Formal definitions are somewhat different. They tend to identify several causes and bring them together in a single whole, suggesting relationships that may be explored through further inquiry. Functional integration is the primary principle of such a definition, rather than the separate causes considered in isolation. There are fewer formal definitions of design than descriptive definitions, but formal definitions play an important role. They serve to establish the boundaries of a field and relate many otherwise separate lines of inquiry in a common enterprise. One formal definition that may serve this purpose is the following: “Design is the human power of conceiving, planning, and making products that serve human beings in the accomplishment of any individual or collective purpose.” Whether this is an immediately compelling definition–formal definitions are seldom as dramatic or vivid as a good descriptive definition–it does bring together the variety of themes and causes that are explored in the study and practice of design. If we wish to consider Aristotle’s four causes for a comparison with his definition of rhetoric, the formal definition of design identifies: (1) The creative capacity of individual designers as an efficient cause; (2) the sequence of goals around which the methods of design thinking and practice have taken shape as a final cause; (3) the outcome of the design process in products that serve human beings as a formal cause; and (4) the subject matter of design as found in any of the activities and purposes of human beings as a material cause. The lack of further specification in the material cause is significant, because design, like rhetoric, may be applied with regard to any subject. Design has no fixed subject matter, which explains why it continues to evolve in a surprising array of new applications and extensions. In essence, the definition suggests that design is an art of invention and disposition, whose scope is universal, in the sense that it may be applied to the creation of any human-made product. This makes of design as an art of forethought, as traditional rhetoricians perhaps regard their discipline as an art of forethought in verbal communications.

At this point we may being to ask whether design is a modern form of rhetoric–or whether rhetoric is an ancient form of design. Although we tend to think of the products of design as artifacts–graphics and industrial objects–there is nothing in our formal definition that would forbid us to consider traditional verbal rhetoric as a species of design. This inversion may seem strange and unfamiliar, yet it accords with our understanding of how information is shaped in persuasive argumentation and how, in contemporary life, it often emerges in new products of technology.
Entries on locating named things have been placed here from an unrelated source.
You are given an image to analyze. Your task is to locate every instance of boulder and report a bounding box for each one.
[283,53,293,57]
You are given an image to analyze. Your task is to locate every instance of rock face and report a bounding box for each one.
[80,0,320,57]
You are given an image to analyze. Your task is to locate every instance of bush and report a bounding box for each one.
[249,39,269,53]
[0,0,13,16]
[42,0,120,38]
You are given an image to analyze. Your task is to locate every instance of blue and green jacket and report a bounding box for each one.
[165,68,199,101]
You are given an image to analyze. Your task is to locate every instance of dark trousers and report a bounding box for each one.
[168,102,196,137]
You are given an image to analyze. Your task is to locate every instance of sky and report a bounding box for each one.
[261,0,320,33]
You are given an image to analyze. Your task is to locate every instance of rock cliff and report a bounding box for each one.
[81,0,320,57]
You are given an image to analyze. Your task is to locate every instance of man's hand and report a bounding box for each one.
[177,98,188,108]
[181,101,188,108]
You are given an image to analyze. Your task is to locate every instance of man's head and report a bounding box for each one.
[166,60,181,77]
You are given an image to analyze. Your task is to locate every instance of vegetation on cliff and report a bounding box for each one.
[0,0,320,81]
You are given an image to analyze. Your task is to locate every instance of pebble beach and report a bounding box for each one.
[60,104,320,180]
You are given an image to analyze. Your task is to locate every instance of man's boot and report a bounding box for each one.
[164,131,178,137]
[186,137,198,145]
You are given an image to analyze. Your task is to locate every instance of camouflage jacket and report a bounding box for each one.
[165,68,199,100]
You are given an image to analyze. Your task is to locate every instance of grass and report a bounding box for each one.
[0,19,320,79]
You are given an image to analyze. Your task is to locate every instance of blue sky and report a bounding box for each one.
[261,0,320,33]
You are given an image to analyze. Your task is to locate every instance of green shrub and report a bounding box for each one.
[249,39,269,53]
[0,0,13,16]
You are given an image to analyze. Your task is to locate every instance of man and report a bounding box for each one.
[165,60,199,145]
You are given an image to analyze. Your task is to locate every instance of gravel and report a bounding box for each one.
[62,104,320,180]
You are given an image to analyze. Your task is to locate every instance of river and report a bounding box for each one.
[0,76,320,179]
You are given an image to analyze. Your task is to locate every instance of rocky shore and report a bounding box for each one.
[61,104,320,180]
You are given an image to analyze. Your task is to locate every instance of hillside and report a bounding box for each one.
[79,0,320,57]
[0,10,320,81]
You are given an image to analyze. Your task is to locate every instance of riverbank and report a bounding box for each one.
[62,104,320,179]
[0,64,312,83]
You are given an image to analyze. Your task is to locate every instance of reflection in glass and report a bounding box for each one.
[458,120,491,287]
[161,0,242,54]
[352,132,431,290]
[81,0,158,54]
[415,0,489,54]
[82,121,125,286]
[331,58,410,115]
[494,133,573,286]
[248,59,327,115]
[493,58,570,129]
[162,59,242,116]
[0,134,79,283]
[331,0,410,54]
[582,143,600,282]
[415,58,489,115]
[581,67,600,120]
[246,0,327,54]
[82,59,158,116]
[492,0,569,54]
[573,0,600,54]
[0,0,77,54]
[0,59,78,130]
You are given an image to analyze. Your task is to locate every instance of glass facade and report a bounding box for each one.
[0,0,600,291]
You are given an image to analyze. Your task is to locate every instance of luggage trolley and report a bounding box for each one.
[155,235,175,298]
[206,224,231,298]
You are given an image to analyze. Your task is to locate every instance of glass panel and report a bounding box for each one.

If rhetoric provides systematic forethought in all of the distinct forms of making in words, why should it not be considered an art of design?

Note: Aristotle’s definition of rhetoric similarly identifies efficient, final, and formal causes, but treats the material cause in the phrase “with regard to any subject.” In Aristotle’s analysis, style is simply the material cause of a speech rather than the subject matter or material cause of the art of rhetoric itself.